Carbon Transactions – A Primer
GHG emission reduction transactions can be classified as either allowance-based or projectbased
(Capoor and Amborsi, 2006). Both allowance-based and project-based carbon
transactions are measured and traded in standard units representing a quantity of CO2
equivalent (metric tons of CO2 equivalent = MTCO2). The goal of any tradeable permit
program is to allow market forces to efficiently allocate emission mitigation resources so that
the overall emission reduction goal is achieved at the lowest cost. Emission trading programs
allocate benefits to entities that reduce emissions at low cost by allowing them to make
additional emission reductions, thereby gaining emission allowances that they can sell to those
facing high emission reduction costs. Emission trading programs provide a profit incentive to
devise lower cost emission reduction methods and technologies as well as environmentally
sound land use changes that encourage long-term economic efficiency.
Allowance-based carbon transactions (also called emission allowances) are created by a
regulatory or other cap-and-trade body and are initially allocated or auctioned to the user.
Emission allowance transactions are based on the buyer’s direct emissions. Buyers must
reconcile their emissions account at the end of each compliance period through direct and
verified measurements to ensure compliance with their allocated/auctioned emission
allowances.
Project-based carbon transactions (also called emission reduction credits) are created using
methodologies/rules approved by the organization issuing these transactions from a project that
can credibly demonstrate reduction in GHG emissions compared to what would have happened
without the project. Forestry offset projects are one category of projects that can provide
emission reduction credits. Others include projects such as capturing landfill methane,
conservation tillage practices, and alternative energy.
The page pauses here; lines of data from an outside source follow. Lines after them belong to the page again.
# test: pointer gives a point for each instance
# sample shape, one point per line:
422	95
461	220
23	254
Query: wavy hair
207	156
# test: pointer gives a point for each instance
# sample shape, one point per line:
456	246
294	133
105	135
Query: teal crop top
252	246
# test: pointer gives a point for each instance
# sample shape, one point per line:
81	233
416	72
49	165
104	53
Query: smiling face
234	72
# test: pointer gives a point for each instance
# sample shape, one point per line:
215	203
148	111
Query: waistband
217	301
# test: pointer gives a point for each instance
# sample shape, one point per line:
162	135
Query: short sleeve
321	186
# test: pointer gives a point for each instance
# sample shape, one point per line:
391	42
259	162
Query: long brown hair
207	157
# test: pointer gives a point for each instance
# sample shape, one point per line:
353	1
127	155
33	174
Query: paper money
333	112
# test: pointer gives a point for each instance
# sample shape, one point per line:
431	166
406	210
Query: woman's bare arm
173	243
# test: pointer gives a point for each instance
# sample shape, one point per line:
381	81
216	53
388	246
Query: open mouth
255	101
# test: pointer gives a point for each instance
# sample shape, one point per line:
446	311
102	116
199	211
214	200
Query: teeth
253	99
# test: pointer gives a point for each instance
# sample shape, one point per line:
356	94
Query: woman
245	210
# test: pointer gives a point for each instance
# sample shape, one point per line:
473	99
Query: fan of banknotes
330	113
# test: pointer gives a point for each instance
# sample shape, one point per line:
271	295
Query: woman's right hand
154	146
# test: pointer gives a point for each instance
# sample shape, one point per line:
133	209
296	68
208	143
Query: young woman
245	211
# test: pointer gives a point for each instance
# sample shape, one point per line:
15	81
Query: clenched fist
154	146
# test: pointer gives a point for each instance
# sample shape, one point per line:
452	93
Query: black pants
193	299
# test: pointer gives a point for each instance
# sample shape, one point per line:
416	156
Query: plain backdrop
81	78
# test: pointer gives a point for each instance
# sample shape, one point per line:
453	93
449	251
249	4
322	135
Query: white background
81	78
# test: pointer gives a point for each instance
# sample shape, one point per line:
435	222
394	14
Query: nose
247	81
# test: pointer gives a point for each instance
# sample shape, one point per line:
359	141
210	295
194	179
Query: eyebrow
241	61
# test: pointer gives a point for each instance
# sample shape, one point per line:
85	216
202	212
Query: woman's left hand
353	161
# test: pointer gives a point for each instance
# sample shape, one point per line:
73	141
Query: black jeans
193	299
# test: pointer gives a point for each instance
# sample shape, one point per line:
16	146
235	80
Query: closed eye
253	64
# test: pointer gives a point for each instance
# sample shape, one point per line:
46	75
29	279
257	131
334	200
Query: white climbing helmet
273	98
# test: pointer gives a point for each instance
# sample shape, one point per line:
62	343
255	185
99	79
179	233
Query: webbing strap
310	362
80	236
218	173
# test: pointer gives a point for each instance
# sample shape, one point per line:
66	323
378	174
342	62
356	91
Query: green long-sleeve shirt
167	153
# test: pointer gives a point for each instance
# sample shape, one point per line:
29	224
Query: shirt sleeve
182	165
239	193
Emission reduction credits should be issued only after their reductions have been verified,
which can then be used to offset direct emissions above an organization’s allocated/auctioned
emission allowances. The purchase or sale of contracts for emission reduction credits typically
carry higher transaction costs and risk than emission allowances. The “quality” of projects for
gaining emission reduction credits is directly related to the credibility of the organization
issuing the credits, the methodologies/rules for establishing baselines and monitoring the
project’s performance, and the requirement for third-party verification. Once emission
reduction credits are issued and used to offset direct emissions, they provide an identical
environmental improvement in reducing GHG emissions as emission allowances.